Wenn Sie eigenständig Aktien kaufen, sollten Sie sich schon überlegen, welche Unternehmen langfristig gut abschneiden dürften, bevor Sie investieren. Natürlich ist die individuelle Aktienauswahl mit mehr Risiken verbunden, es kann sich aber auszahlen. Passen Sie auf, nicht zu viele Risiken ins Depot zu packen. Alte, solide Konzerne, die Dividenden zahlen, etwa Dividenden-Aristokraten, bieten Ihnen ein recht sicheres Polster.

Alternativ stehen Ihnen kostengünstige Indexfonds zur Verfügung. Wichtig ist, früh anzufangen mit dem Börsensparen. So macht sich der Zinseszins am besten bemerkbar.

Leben Sie möglichst unterhalb Ihrer Verhältnisse, nicht darüber. So viel also zur wohl überlegten Strategie, die auf lange Sicht über die Börse zu finanzieller Freiheit führt.

Eine andere Frage, die sich mir stellt: Was macht eigentlich der finanziell erfolglose Bürger? Es gibt Leute, die kaufen alle ein oder zwei Jahre etwas Neues. Alles muss neu sein. Auto, Kleidung, Schuhe, Fernseher, Computer, Kamera, Smartphone…

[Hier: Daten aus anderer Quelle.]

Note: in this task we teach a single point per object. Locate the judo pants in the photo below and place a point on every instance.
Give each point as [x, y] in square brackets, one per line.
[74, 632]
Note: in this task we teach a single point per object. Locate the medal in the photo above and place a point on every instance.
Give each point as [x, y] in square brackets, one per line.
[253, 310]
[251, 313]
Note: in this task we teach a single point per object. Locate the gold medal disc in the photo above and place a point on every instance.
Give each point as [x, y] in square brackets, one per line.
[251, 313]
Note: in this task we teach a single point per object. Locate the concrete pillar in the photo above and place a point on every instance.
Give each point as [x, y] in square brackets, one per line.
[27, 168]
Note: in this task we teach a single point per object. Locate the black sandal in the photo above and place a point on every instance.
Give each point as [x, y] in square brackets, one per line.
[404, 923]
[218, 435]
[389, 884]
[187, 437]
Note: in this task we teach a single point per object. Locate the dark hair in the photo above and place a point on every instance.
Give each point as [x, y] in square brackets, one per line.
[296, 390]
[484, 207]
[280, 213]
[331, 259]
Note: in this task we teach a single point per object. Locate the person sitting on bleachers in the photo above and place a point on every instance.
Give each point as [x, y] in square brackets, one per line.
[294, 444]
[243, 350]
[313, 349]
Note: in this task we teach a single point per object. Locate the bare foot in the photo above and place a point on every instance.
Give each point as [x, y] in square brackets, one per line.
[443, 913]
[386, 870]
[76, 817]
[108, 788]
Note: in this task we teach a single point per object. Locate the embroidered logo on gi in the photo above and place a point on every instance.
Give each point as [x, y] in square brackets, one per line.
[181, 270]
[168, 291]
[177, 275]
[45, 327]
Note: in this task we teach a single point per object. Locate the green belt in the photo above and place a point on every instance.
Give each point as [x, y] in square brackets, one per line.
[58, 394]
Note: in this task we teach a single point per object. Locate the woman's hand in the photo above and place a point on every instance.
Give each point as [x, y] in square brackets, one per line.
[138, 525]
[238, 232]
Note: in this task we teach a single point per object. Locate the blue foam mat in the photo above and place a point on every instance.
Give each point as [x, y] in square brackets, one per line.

Sie traden das Depot. Ständig stellen sie Ihre Positionen um. Sie glauben, die Börse wird manipuliert. Deshalb verkaufen sie ständig ihre Gewinneraktien. Sie haben keine Geduld – für nichts. Konsumschulden haben sie. Lotto spielen sie gerne. Das Depot sieht aus wie Kraut und Rüben. Etliche Pennystocks sind darunter.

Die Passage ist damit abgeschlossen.